The Senate bill would create an independent agency to oversee the three secondary market players.

This is a slightly different scheme than one proposed in the House that would simply move the current regulator from the Department of Housing and Urban Development (HUD) into the Treasury Department.

But the Senate measure would also add teeth to the new regulator by giving it authority to determine which products and services the giant mortgage companies could offer and how much capital they should maintain.

It would also require them to register their stock with the Securities and Exchange Commission, just like all other publicly owned entities, and set up a conservatorship, just in case of the unlikely scenario that one of the mortgage giants went bust.

Both Fannie and Freddie, which buy the vast majority of single-family mortgages on the secondary market, are semi-private entities that are owned by private shareholders and traded on their New York Stock Exchange, but maintain government charters that provides them with a host of financial benefits.

The Federal Home Loan Banks, which have become emerging players in the secondary market with their fledgling Mortgage Partnership Finance Program, are owned by federally insured financial institutions, including credit unions, commercial banks and thrifts, who own stock in one or more of the 12 regional banks.
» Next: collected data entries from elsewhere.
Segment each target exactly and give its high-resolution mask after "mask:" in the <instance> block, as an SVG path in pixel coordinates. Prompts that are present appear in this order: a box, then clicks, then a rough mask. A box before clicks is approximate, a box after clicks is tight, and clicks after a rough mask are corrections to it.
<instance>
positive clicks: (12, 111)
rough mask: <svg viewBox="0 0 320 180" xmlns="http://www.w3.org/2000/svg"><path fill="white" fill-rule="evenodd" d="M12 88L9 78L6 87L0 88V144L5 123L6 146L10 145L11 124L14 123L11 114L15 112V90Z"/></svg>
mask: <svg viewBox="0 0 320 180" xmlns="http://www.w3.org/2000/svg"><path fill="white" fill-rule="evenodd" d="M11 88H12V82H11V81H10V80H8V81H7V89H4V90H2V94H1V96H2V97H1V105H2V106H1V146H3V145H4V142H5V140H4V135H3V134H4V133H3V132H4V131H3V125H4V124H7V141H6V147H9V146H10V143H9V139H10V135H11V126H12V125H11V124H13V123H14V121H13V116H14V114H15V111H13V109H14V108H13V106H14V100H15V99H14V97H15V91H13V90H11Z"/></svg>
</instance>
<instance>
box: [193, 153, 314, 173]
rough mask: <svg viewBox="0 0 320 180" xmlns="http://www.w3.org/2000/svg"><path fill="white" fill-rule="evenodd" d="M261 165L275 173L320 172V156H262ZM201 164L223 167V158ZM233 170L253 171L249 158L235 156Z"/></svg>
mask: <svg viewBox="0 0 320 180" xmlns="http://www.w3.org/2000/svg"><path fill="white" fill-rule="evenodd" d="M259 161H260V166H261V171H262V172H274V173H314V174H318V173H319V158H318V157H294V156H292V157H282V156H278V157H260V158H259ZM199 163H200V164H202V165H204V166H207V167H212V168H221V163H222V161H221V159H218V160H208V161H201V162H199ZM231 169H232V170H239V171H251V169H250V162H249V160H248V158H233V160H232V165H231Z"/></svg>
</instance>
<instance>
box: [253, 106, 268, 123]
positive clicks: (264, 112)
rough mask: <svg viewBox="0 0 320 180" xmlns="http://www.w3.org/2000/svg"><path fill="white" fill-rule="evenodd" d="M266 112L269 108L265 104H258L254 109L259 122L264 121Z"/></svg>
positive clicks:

Fannie and Freddie, which brought the legislative proposals on themselves by their careless and, in some cases, illegal, accounting, continue to fight the proposals, as benign as they may seem.

Among the reasons are the switch from a federal regulator in HUD, and the proposed conservatorship (receivership) scheme.

The opposition by the two entities, which employ some of the most powerful lobbyists on Capitol Hill, is expected to make it very difficult for any real reform to be passed this year, if ever.

While Fannie and Freddie retain large followings in Congress, it is clear their continued opposition to any reform is causing some enmity among traditional allies and could backfire in the end.

Credit unions, which are major partners with all three of the mortgage entities, are watching the issue closely but have not taken an active role in the legislation.

The credit union has a huge stake in any legislation that will reform the secondary mortgage market, first because credit unions sell as much as half of their mortgage loans to one of the three entities; and just as importantly, because credit unions hold more than $100 billion of securities issued by these companies.